Pada November 2016, ELSAM dan PBI mendapat undangan dari EU Protect Defenders
untuk mengikuti konferensi pembela HAM dari berbagai negara di dunia.
Konferensi tahun ini mengangkat tema “Pembela HAM Bukan Kriminal”. PBI
dan ELSAM melakukan seleksi terhadap alumni kursus, dan saya terpilih
untuk berangkat ke Uni Eropa menghadiri forum itu di Brussel, Swedia.
Sebagai aktivis gerakan pemuda mahasiswa
yang pro terhadap demokrasi dan hak asasi manusia di Papua, sekaligus
sebagai korban krimininalisasi dan tindak kekerasan oleh aparat keamanan
(polisi), ELSAM dan PBI merasa penting untuk mengirim saya. Dengan
harapan dalam konferensi itu dapat berbagi informasi dan pengalaman
dengan para pembela HAM yang hadir, tentang situasi pelanggaran hak
asasi manusia di negara-negara asal peserta serta mendapat pembelajaran.
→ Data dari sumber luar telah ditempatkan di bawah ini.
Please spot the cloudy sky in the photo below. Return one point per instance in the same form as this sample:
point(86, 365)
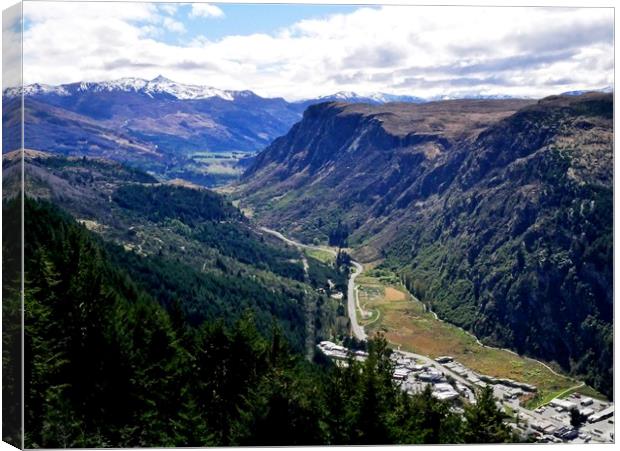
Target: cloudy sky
point(302, 51)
Mandat dari EU Protect Defenders adalah memfasilitasi para
pembela HAM di seluruh dunia untuk membagikan informasi terkait dengan
pelanggaran HAM di wilayahnya masing-masing.
Dalam konferensi yang dihadiri oleh
sekitar 200 orang itu, hanya beberapa panelist dari negara-negara
tertentu yang dipilih untuk mempresentasikan situasi HAM di daerah.
Untuk delegasi asal Indonesia, dan kebetulan yang menghadiri adalah saya
sendiri, sehingga saya diberi kesempatan sebagai pembicara, dengan
durasi waktu yang sangat terbatas. Seperti apa situasi kebebasan
berekspresi di Indonesia, khususnya dua tahun terakhir ini. Bagaimana
Indonesia menjalankan kewajibannya terhadap implementasi hak kebebasan
berkespresi warga negaranya, khususnya di Papua.
Hingga sekarang, para aktivis di Papua
masih terus mengalami tindakan represif oleh aparat. Banyak aktivis
ditangkap, disiksa, dan dipenjara karena menyampaikan pendapatnya di
muka umum, berserikat dan berkumpul. Mereka yang aktif melakukan
kampanye hak asasi manusia (hak kebebasan berekspresi, anti penyiksaan,
hak rakyat atas akses ekonomi, sosial, dan budaya, hak atas menentukan
nasib sendiri, dan lainnya) tidak terlepas dari ancaman kriminalisasi.
Dan bukan hanya kriminalisasi, tapi juga ancaman fisik dan nyawa. Pada
Mei 2016, Robert Jitmau, seorang aktivis Papua yang gencar melakukan
perjuangan untuk pedagang asli Papua, ditabrak, dan meninggal dunia.
Diduga keras, penabrakan itu sengaja dilakukan, sebagai dampak dari
kerja-kerja kemanusiaan yang selama ini dilakukan oleh Robert Jitmau.
Saya juga berbagi pada audience,
bagaimana ketika saya harus berurusan dengan pihak kepolisian yang
terus menerus melarang demonstrasi mahasiswa dan pemuda di Papua.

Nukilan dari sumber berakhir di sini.